後、一応こっちにも現地人の勇者は居るけど、「弱いんだよねうちのは。だから君たちを喚んだんだっ、さっ、代わりに戦ってきて!」みたいな感じだった。
ツッコミが間に合わん。
しかもそういう宗教観なのか、魔王、魔族、魔物は兎に角忌むべき存在でぶっ殺したい、滅ぼしたいという気持ちが前面に出ている。
その上、名誉でしょ? 嬉しいでしょ? みたいな善意で喚んでやったみたいな節すら見せていた。
何というか……色々とダメだろこの国。もしこれが共通認識なら世界が終わってる。
いやホント、マジで魔王達が悪い奴等な可能性はあるけど、言い回しや雰囲気からして直近で実害が出たとかじゃなさそうなんだよな。さも、昔こんなことされたんですー……みたいな?

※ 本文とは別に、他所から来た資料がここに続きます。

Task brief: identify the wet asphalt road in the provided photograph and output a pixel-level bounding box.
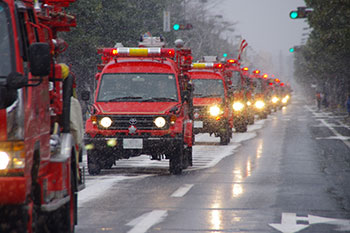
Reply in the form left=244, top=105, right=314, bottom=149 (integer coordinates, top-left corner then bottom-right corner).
left=76, top=95, right=350, bottom=233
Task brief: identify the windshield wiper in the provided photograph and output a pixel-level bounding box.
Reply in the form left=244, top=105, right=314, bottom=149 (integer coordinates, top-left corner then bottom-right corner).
left=108, top=96, right=143, bottom=102
left=202, top=94, right=222, bottom=98
left=144, top=97, right=177, bottom=102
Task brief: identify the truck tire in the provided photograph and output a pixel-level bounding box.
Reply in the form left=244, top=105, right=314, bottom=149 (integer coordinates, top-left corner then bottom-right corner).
left=182, top=147, right=192, bottom=169
left=235, top=123, right=248, bottom=133
left=46, top=167, right=77, bottom=233
left=169, top=140, right=184, bottom=175
left=220, top=123, right=231, bottom=145
left=87, top=150, right=101, bottom=176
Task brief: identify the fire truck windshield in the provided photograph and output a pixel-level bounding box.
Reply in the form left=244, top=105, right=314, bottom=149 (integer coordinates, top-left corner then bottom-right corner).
left=97, top=73, right=178, bottom=102
left=231, top=71, right=241, bottom=88
left=192, top=79, right=225, bottom=98
left=0, top=2, right=13, bottom=77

仮にも国家を相手に喧嘩を売ってくるのが軍隊じゃなくて魔族数人ってそれ多分はぐれだろ。犯罪者みたいなもんだろ。そしてそんなに強くて魔物まで操れるんなら世界滅ぼせるだろそいつら。
何か頭が痛くなってきた。
俺のステータスにあった称号の欄には『召喚に巻き込まれた者』とあった。
つまり、俺はただ巻き込まれただけ。本物の『勇者』は十中八九、あのイケメン君か雷だ。
これはただの推測だが……召喚魔法は本来、勇者、または勇者の素質があるイケメン君だけを召喚する筈だったんじゃないだろうか。
それなのにあの魔法陣は奴の足元から出てきた後、いきなり大きくなり、俺と雷の足元まで来た。
近くに勇者、または勇者の素質がある雷が居たから、ついでに雷も召喚しようと大きくなったんだと思う。
何て言ったって『勇者』を召喚する魔法なんだから。
そこに俺達みたいな余計な奴等を巻き込んだ……と。
考えれば考えるほど確信が湧いてくる。
何て日だと両手を広げて絶望したい気分だ。